While seeking water for his cattle Travis Fox enters a little known canyon in the Arizona desert and gets captured by three men, one of whom he recognizes as Dr. Gordon Ashe, an archaeologist. After discovering that Fox studied archaeology and had done some digging in the very canyon they now occupy, the men have him cleared through security and offer to make him part of their team. Then Ashe tells him that he will be joining an expedition 10,000 years into the past to look for a spaceship.
Disguised as Folsom hunters, Fox, Ashe, and Ross Murdock travel into the past to scout out the area around the wreckage of an alien starship, a sphere perhaps 120 feet in diameter. They find the wreck near a lake and then, across a ridge, they find a smaller spaceship intact, its crew of Baldies dead. After receiving the scouts’ report via transtemporal telegraph, Major Kelgarries, the project’s director, and several technicians come into the past and examine the small ship, determining that they can shift it directly into the present.
Fox, Ashe, and Murdock serve as roving sentries in the area around the smaller globeship as technicians build a time transfer cage around it. The ash from a volcanic explosion and a stampede of mammoths drive the three men into the ship with Case Renfry, an electronics technician, on the day the transfer is to be made. An earthquake triggers the transfer, bringing the ship into the present, and then the ship’s preset autopilot, jolted into action, takes the ship into space.
After carrying the men through hyperspace, the ship lands on a planet where faltering robots refuel the ship. Another leap through hyperspace brings the ship to the second planet of an alien solar system. The ship lands in a desert, sits for a couple of days, and then blasts off on a course that takes it to the system’s Earth-like third planet. Upon landing the ship indicates that the voyage has ended by ejecting a small discus from its autopilot.

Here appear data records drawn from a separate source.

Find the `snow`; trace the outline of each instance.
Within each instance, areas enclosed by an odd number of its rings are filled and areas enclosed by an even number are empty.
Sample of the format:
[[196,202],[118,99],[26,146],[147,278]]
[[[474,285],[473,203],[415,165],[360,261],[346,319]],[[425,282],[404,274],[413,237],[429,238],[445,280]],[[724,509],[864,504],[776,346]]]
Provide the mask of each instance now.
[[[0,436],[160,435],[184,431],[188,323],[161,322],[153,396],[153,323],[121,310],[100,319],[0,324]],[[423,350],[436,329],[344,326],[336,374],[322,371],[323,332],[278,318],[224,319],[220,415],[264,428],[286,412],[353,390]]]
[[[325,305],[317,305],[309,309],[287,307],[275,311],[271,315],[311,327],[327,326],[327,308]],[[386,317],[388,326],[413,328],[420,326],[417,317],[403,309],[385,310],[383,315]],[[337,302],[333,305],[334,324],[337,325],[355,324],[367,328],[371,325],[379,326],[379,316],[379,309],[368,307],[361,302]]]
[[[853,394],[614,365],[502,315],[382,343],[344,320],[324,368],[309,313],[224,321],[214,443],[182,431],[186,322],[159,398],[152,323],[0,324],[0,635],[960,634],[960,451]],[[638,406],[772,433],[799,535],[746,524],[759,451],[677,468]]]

Renfry attempts to understand the autopilot and to rewind the course “tape” while the three time agents explore the jungle-draped ruins of a once-great city, in which they have landed. After several weeks Renfry believes that he has succeeded and he attempts to launch the ship. The ship runs its course in reverse, pausing on the desert planet and the refueling station, and brings the four men back to Earth, landing on the very spot from which they had blasted off.